4. Adjudication Method for the Test Set:

The document does not contain any information regarding any adjudication method (e.g., 2+1, 3+1, none) for a test set.

5. If a Multi-Reader Multi-Case (MRMC) Comparative Effectiveness Study Was Done:

No, an MRMC comparative effectiveness study was not done or reported in this document. The device is an in-vitro diagnostic test for qualitative determination of analytes in urine, not an imaging device requiring human reader interpretation in the same way. The comparison is made against predicate devices, not against human readers.

6. If a Standalone (Algorithm Only Without Human-in-the-Loop Performance) Was Done:

Yes, a standalone performance assessment of the device (without explicit "human-in-the-loop" assistance for interpretation beyond reading the visual result) is implied. The device itself is an immunochromatographic assay that produces a visual result (line/no line) indicating positive or negative. The "study" mentioned is the comparison of the device's characteristics and performance to predicate devices to demonstrate substantial equivalence. The document states its indications for use are for "healthcare professional use and over the counter use," implying that lay users and professionals interpret the inherent results of the test.

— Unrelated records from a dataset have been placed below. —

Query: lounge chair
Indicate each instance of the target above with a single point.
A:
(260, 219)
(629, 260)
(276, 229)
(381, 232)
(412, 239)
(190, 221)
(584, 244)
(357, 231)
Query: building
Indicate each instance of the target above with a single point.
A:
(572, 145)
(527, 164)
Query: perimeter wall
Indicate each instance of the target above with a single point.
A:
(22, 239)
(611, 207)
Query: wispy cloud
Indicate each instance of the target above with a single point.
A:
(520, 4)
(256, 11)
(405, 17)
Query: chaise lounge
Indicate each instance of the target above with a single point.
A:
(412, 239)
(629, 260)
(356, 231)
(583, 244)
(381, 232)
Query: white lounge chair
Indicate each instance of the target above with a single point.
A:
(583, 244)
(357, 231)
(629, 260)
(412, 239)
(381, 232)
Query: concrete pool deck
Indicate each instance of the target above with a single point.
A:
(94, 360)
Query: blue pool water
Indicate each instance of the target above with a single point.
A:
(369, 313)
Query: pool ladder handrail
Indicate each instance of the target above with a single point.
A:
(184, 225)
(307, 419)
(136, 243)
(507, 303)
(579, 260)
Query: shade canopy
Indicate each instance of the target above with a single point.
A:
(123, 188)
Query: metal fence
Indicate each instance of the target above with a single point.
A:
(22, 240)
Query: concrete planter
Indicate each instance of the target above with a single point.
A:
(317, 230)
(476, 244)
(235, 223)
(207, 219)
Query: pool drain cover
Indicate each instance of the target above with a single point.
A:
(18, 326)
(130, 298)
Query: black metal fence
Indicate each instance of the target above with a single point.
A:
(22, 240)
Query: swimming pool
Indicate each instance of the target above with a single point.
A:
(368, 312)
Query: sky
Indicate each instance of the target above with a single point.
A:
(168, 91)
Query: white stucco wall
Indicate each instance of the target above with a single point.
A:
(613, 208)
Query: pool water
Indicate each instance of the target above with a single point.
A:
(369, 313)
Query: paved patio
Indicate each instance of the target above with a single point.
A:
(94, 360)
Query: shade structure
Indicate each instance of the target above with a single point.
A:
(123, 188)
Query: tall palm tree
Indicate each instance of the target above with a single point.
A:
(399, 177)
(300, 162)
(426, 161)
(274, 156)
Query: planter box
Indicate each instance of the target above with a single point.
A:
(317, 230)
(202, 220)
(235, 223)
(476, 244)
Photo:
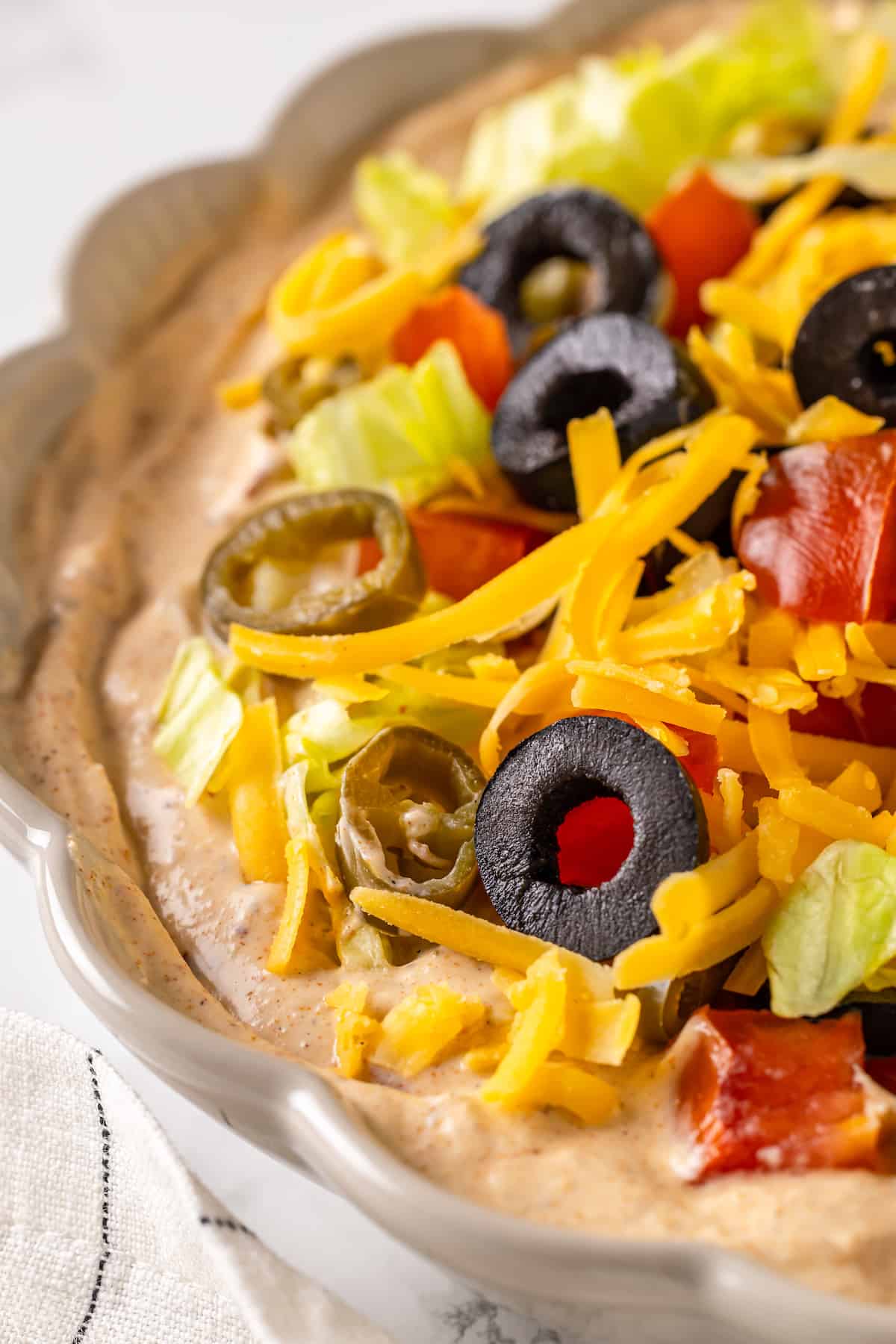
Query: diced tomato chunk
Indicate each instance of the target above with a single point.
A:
(594, 840)
(875, 724)
(879, 715)
(822, 537)
(461, 551)
(477, 332)
(763, 1093)
(703, 759)
(702, 233)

7. The Type of Ground Truth Used:

The document does not explicitly state the type of ground truth used for performance evaluation. However, for drug screens, the preferred confirmatory method is often mentioned:

• For Phencyclidine: GC/MS (Gas Chromatography/Mass Spectrometry) is the preferred confirmatory method.
• For Notriptyline: GC/MS or HPLC (High-Performance Liquid Chromatography) is the preferred confirmatory method.

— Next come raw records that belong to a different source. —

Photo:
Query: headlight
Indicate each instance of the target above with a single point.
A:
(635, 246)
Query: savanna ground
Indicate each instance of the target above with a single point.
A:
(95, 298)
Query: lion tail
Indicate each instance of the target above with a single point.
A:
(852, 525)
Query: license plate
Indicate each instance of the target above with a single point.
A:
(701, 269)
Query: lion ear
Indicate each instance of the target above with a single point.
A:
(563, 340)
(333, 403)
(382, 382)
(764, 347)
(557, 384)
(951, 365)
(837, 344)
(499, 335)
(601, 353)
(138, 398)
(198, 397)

These lab-based analytical methods are considered the "gold standard" for establishing ground truth regarding the presence and concentration of drugs in urine.

8. The Sample Size for the Training Set:

The document does not provide any information about a training set or its sample size. For an immunochromatographic assay, the development process involves reagent selection, optimization, and characterization, rather than "training" an AI model with a distinct dataset.

9. How the Ground Truth for the Training Set Was Established:

As there's no mention of a "training set" in the context of an AI model, this question is not applicable. For the development and validation of the immunoassay itself, highly characterized samples (e.g., spiked urine samples with known concentrations of analytes, or clinical samples confirmed by GC/MS/HPLC) would typically be used to establish performance characteristics, but specific details are not provided in this summary.